Waste Treatment Plant of the Future

Type : Master project (30 credits)

Period : Spring 2016

Student : Alain Anstett

Supervisor : Jean-Loup Robineau

Company : Veolia

Context:

Resource scarcity concerns are of growing importance together with energy consumption and environmental impact of human activities. In France (as in many other countries), a large part of the waste generated by cities is burned in incinerators or buried underground.

Waste treatment can be optimized in order to enable the recovery of valuable streams (metals, plastics, compost, biogas…), converting existing facilities into “Plants of the Future”.

Many different conversion technologies could be combined in order to find the best solutions with respect to given objectives (e.g. cost, electricity production, material recovery…) and under given constraints (e.g. emissions regulations, local energy & material demand…). Multi-objective optimization coupled to multi-criteria analysis will be necessary in order to identify those solutions.

This project aims at developing a framework model for the Plant of the Future and will be done together with Veolia.

Objectives:

  • Generate a model for a Waste Treatment Plant of the Future integrating several different conversion technologies
  • Identify the best solutions with respect to several objectives (economic, energetic, material recovery)
  • Develop a prototype user-friendly tool for the optimization of waste treatment paths that can be used on a wide variety of case studies

Tasks:   

  • Literature review on the different technologies available for waste treatment: thermal (combustion, gasification, drying…), matter sorting (glass, plastic, metals…), energy conversion and valorization (Heat Pump, Rankine Cycles…)
  • Based on the literature review, create or improve models for each technology using the OSMOSE tool
  • Validate models with data from real case study sites
  • Apply the model on test cases using multi-objective optimization
  • Improve the tool to make it more user-friendly and transferable to industry

Requirements:

Desired skills are:

  • Energy conversion systems knowledge (EPFL courses: Thermo I/II, Energy conversion, Advanced Energetics, or equivalent)
  • Programming skills: MATLAB, Lua
  • Optimization (Modelling and Optimization of Energy Systems EPFL course or equivalent)

How to apply: 

If interested, please take contact with Jean-Loup Robineau attaching your CV and transcript of records (Bachelor’s and Master’s).

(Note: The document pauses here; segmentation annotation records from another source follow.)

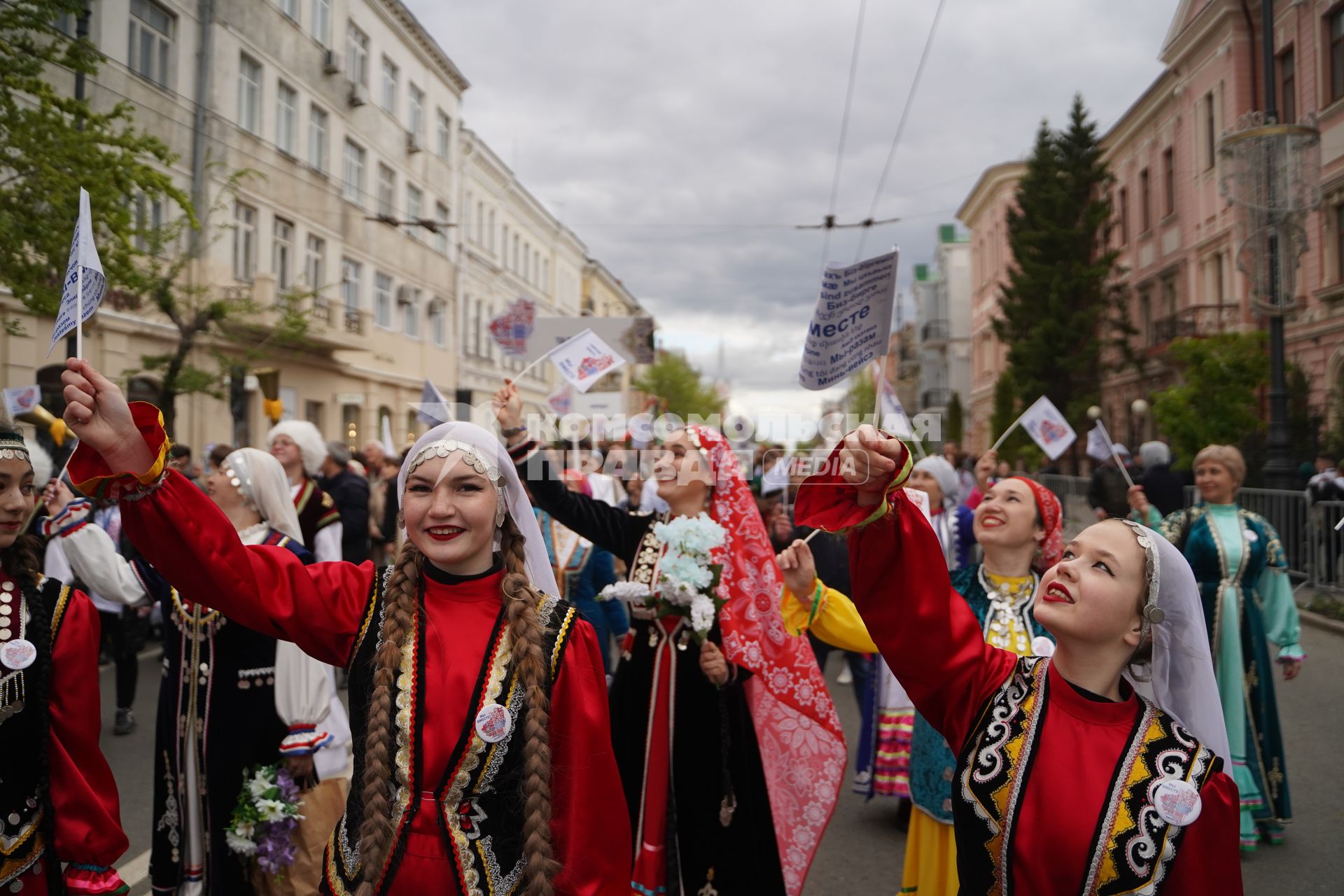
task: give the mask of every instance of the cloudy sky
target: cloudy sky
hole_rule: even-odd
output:
[[[406,0],[472,82],[464,120],[735,410],[797,382],[859,0]],[[836,215],[874,203],[938,0],[870,0]],[[864,254],[933,261],[980,172],[1082,91],[1103,129],[1156,78],[1175,0],[946,0]],[[828,257],[852,261],[856,231]],[[720,351],[722,345],[722,351]],[[723,359],[720,368],[720,357]]]

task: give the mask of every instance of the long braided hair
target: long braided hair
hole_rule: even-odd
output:
[[[500,527],[500,553],[505,570],[500,591],[507,609],[513,661],[517,664],[519,682],[527,703],[523,725],[523,854],[527,868],[521,893],[551,896],[551,880],[559,872],[559,862],[551,848],[551,701],[546,690],[548,670],[542,649],[546,633],[538,615],[540,595],[527,579],[523,535],[509,516],[504,517]],[[383,598],[364,736],[364,818],[359,826],[362,881],[355,896],[374,896],[395,836],[390,787],[394,780],[392,756],[396,752],[392,725],[395,684],[401,672],[402,646],[411,630],[423,566],[425,555],[407,539],[396,555]]]

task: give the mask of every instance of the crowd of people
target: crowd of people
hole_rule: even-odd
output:
[[[886,892],[1224,895],[1292,819],[1305,653],[1234,447],[1187,508],[1142,445],[1066,532],[993,451],[871,426],[805,480],[698,424],[577,458],[505,384],[497,431],[352,454],[288,420],[198,466],[87,363],[65,384],[69,477],[0,426],[8,892],[125,892],[97,665],[129,733],[153,627],[156,893],[798,896],[849,778],[900,817]],[[280,846],[238,822],[286,794]]]

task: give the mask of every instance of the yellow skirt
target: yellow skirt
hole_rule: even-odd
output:
[[[957,841],[952,825],[934,821],[918,806],[910,813],[900,892],[957,896]]]

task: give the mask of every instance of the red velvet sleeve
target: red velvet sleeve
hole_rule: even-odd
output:
[[[136,422],[149,408],[133,404]],[[149,429],[148,433],[145,430]],[[161,427],[145,424],[153,449]],[[70,478],[99,482],[101,490],[137,482],[133,474],[109,476],[102,458],[79,446],[70,461]],[[304,566],[289,549],[245,547],[233,524],[176,470],[137,500],[121,502],[121,520],[136,549],[184,596],[222,611],[254,631],[293,641],[304,653],[344,668],[355,638],[366,625],[374,564],[314,563]]]
[[[73,591],[51,647],[47,764],[55,852],[63,862],[110,866],[126,852],[117,782],[98,748],[98,611]]]
[[[1017,657],[985,643],[976,615],[952,590],[938,536],[899,488],[911,466],[906,455],[884,513],[882,506],[860,508],[853,490],[827,473],[809,477],[805,485],[813,488],[800,490],[797,520],[828,531],[849,528],[851,596],[859,615],[915,708],[956,750]]]
[[[630,815],[612,751],[606,674],[593,626],[575,617],[551,693],[551,838],[558,896],[629,896]]]
[[[1164,893],[1181,896],[1241,896],[1242,857],[1238,844],[1241,805],[1236,785],[1223,772],[1199,791],[1199,818],[1181,833]]]

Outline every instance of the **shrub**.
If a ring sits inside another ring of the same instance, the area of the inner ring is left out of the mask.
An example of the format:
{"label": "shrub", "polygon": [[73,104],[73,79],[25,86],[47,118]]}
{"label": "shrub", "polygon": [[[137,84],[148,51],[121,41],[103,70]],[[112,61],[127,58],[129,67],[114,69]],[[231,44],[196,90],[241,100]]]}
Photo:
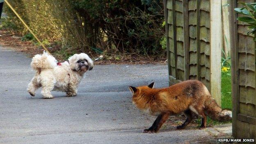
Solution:
{"label": "shrub", "polygon": [[[11,0],[10,3],[40,39],[60,41],[59,51],[97,50],[146,56],[165,52],[162,48],[165,45],[162,0]],[[14,17],[9,9],[6,12],[10,18]],[[22,27],[19,22],[14,23]]]}

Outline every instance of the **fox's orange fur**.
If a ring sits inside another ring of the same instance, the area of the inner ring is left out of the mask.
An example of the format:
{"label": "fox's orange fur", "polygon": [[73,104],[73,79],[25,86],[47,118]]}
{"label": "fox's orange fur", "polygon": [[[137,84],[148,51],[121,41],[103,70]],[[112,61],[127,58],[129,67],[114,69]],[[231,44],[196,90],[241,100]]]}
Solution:
{"label": "fox's orange fur", "polygon": [[206,115],[219,121],[231,119],[231,111],[222,110],[206,87],[198,80],[189,80],[162,89],[153,88],[154,84],[137,88],[129,86],[133,94],[133,103],[139,109],[158,116],[152,126],[144,130],[144,133],[157,132],[170,115],[182,112],[187,119],[177,129],[185,128],[191,122],[192,112],[202,117],[202,128],[206,126]]}

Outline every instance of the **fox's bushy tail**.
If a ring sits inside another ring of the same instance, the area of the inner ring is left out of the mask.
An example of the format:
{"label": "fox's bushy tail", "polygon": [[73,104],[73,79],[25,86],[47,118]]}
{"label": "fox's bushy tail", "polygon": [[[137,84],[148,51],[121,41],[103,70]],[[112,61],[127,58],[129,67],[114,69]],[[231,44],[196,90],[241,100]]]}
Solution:
{"label": "fox's bushy tail", "polygon": [[205,112],[212,119],[222,121],[232,119],[232,112],[228,110],[222,110],[211,96],[207,98],[204,105]]}
{"label": "fox's bushy tail", "polygon": [[44,51],[42,55],[36,55],[34,56],[30,65],[33,69],[37,71],[53,69],[57,65],[56,62],[54,57]]}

The Master Thesis will take place partly in a company (Veolia), in France.

Compensation:

As the IPESE research group is now located in Sion, students might need to commute. A travel expense compensation of 600 CHF will be given to students for semester projects. The frequency of travel to Sion will be agreed with the project supervisor.

A budget will be allocated to the student in order for him to cover his expenses due to travelling to and staying in the company in France.